The reason will be displayed to describe this comment to others. Learn more.

Wow, you made it with all the different compression methods, way to go 🚀 :)

One thing I am missing, is not to use compression (compression method none, which may be the default, for backward compatibility).

Do we need to update the dependencies for brotli (nice btw to make it optional)?

@wvengen
Copy link
Member

wvengen commented Apr 3, 2025

p.s. opened #53 as a follow-up issue.

@vlerkin
Copy link
Collaborator Author

vlerkin commented Apr 3, 2025

Just to be clear because in the ticket you wrote that gzip should be default.

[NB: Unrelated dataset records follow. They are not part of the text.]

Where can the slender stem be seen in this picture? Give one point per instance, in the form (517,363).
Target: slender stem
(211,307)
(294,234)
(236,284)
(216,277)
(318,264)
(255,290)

One thing I am missing, is not to use compression (compression method none, which may be the default, for backward compatibility).

would you like me to make default as None? So no compression at all?

@wvengen
Copy link
Member

wvengen commented Apr 3, 2025

Just to be clear because in the ticket you wrote that gzip should be default.

Ah, yes, gzip as default compression method. But I think it would be helpful to keep compression off by default, then we can later transition to gzip if we want to. So yes please, default none.

@vlerkin
Copy link
Collaborator Author

vlerkin commented Apr 4, 2025

Sorry, one more question to clarify, when you say

gzip as default compression method

Do you mean that if the provided by user compression method is not listed as implemented, then instead of raising an exception we would proceed with gzip and write a log that explains why we defaulted to gzip? Is this the behavior you have in mind?

@wvengen
Copy link
Member

wvengen commented Apr 4, 2025

Thanks for asking. I think it makes sense to have default compression method none - and with multiple compression methods, I don't think there is another default, so you can ignore that sentence now :) (when choosing a compression method without allowing a user to choose, then we'd best have gzip, but that's not the case here - well done).

… as None; add brotli as a dependency but still treat as optional; make a compression chunk size of 1024 a class constant
Copy link
Member

@wvengen wvengen left a comment

Choose a reason for hiding this comment

The reason will be displayed to describe this comment to others. Learn more.

Looking great, thank you!
Please let me know when you think it's ready to merge :)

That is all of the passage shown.